Machine learning techniques are increasingly being used in the loan default prediction. When constructing a predictive model, it is very important to extract the useful features from the loan and borrower data.
Objectives: The first report uses a hypothetical loan dataset to conduct the Exploratory Data Analysis (EDA) and Feature Engineering (FE) process for loan default prediction, and then builds a simple logistic regression model, and measures the model improvement after the feature transformation. The second report uses a hypothetical loan dataset for loan default prediction.

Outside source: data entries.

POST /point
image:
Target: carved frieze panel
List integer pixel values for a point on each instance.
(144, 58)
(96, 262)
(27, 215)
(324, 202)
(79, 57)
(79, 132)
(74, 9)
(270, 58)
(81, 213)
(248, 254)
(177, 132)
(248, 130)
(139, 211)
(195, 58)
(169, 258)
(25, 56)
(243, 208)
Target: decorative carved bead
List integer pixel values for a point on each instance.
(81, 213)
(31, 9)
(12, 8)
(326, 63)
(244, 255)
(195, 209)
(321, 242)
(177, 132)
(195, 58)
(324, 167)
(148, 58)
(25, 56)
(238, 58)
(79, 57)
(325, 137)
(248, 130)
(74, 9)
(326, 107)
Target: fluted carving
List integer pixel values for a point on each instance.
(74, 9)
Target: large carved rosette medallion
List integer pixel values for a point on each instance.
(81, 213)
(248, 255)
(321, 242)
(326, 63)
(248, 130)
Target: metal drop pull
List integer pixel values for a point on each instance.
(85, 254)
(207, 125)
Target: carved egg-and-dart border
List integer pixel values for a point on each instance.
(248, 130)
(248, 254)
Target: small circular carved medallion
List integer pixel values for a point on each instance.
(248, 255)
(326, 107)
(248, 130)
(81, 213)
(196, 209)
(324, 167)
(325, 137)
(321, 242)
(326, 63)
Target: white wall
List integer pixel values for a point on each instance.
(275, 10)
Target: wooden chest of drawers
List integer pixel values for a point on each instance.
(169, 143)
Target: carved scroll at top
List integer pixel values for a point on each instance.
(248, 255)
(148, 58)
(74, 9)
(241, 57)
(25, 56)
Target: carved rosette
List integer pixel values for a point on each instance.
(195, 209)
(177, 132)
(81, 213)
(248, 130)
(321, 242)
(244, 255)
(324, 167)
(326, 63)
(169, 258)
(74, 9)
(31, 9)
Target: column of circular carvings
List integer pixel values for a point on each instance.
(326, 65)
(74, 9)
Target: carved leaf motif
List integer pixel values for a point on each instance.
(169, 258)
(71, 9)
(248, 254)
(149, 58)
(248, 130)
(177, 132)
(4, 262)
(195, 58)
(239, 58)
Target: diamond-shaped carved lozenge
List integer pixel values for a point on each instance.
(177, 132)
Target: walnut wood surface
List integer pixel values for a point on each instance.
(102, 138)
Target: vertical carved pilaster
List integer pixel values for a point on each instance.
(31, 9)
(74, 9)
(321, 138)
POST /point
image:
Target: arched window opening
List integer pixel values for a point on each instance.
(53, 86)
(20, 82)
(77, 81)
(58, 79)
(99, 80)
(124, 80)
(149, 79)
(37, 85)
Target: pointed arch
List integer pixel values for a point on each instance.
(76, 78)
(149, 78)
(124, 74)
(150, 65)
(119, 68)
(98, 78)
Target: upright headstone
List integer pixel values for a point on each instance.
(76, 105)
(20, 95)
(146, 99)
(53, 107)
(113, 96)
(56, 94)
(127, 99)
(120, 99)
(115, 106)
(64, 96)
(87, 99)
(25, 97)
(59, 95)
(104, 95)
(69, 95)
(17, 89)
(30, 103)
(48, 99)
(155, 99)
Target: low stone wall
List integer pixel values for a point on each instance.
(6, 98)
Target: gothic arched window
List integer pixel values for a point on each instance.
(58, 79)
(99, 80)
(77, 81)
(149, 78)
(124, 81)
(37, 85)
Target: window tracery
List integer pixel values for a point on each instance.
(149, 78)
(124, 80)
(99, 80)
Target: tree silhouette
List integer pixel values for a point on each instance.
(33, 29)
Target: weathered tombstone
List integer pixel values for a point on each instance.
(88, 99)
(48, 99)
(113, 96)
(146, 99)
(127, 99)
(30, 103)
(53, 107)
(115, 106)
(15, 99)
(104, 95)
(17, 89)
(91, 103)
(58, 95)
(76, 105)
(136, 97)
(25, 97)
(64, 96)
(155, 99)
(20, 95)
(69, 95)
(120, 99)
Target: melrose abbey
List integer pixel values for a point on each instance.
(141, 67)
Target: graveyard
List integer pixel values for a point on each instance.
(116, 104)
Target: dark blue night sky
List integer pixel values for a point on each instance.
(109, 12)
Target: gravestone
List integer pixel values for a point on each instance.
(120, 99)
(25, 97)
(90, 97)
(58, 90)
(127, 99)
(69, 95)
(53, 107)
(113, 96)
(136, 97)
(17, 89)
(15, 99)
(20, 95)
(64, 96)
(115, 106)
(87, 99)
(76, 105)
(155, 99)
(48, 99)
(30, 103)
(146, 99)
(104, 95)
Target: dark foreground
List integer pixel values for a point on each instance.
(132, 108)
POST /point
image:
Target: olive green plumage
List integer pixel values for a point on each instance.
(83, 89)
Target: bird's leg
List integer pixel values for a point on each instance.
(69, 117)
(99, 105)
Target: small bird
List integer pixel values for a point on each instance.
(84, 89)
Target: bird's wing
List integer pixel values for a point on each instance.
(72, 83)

By using supervised machine learning (Random Forest), different methods (inlcuding feature engineering, sampling methods, and hyper-parameters tuning) will be tested to improve the model performance. The third report uses a hypothetical loan dataset for loan default prediction. By using supervised machine learning (GBM and Deep Learning), different methods (inlcuding feature engineering, sampling methods, and hyper-parameters tuning) will be tested to improve the model performance. This forth report uses a hypothetical loan dataset for loan default prediction. By using supervised machine learning (GLM and AutoML), different methods (inlcuding feature engineering, sampling methods, and hyper-parameters tuning) will be tested to improve the model performance. After using supervised machine learning (Random Forest) to build the prediction model, SHAP values will be incorporated to explain the model. The fifth report demonstrates the model explanation.
Dataset: The dataset contains information on loan application details, borrower's credit history from Credit Bureau, borrower's financial query records, borrower's call records, and third-party data.